Ballroom Dance Studios Offer a Number of Different Classes
As the parents of two daughters you often joke that both golfing and dancing will be handy. Your husband hopes if your daughters marry they will find a spouse who loves to golf and you both know any wedding your girls plan will be quite the event. Complete with the bride and groom dance and the traditional parents dance, you know of at least two times when the ballroom dance lessons will come in handy.
In addition to providing a way to spend time together and meet other people, both golfing and dancing offer an opportunity to increase the amount of exercise you get in any given week. Did you know, for instance that dance is a moderate activity, according to the USDA’s physical activity guidelines. Knowing that adults should get at least 30 minutes of moderate to vigorous daily activity daily, both dance and golf can fill these needs. And while you may not want to go out on the town dancing every night, the ballroom dance lessons themselves provide a great way to get up and get moving.
Once you have mastered the different options ballroom dance lessons offer you will be ready for many situations.
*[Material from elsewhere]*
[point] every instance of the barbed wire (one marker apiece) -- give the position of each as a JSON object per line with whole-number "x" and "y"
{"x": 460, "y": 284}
Likewise, an outdoor activity like golf is something that encourages travel to great destinations. The fact that dancing is a low impact aerobic activity that can boost your metabolism is just one of the reasons that it is a popular activity. In fact, in just thirty minutes of dancing, participants can burn anywhere between 200 and 400 calories.
Engaging in any cardiovascular or aerobic activity can help improve your heart health, lower obesity and Type 2 diabetes risk, and also promote lung capacity. You know you will have plenty of things to do to fill your time when the girls are gone!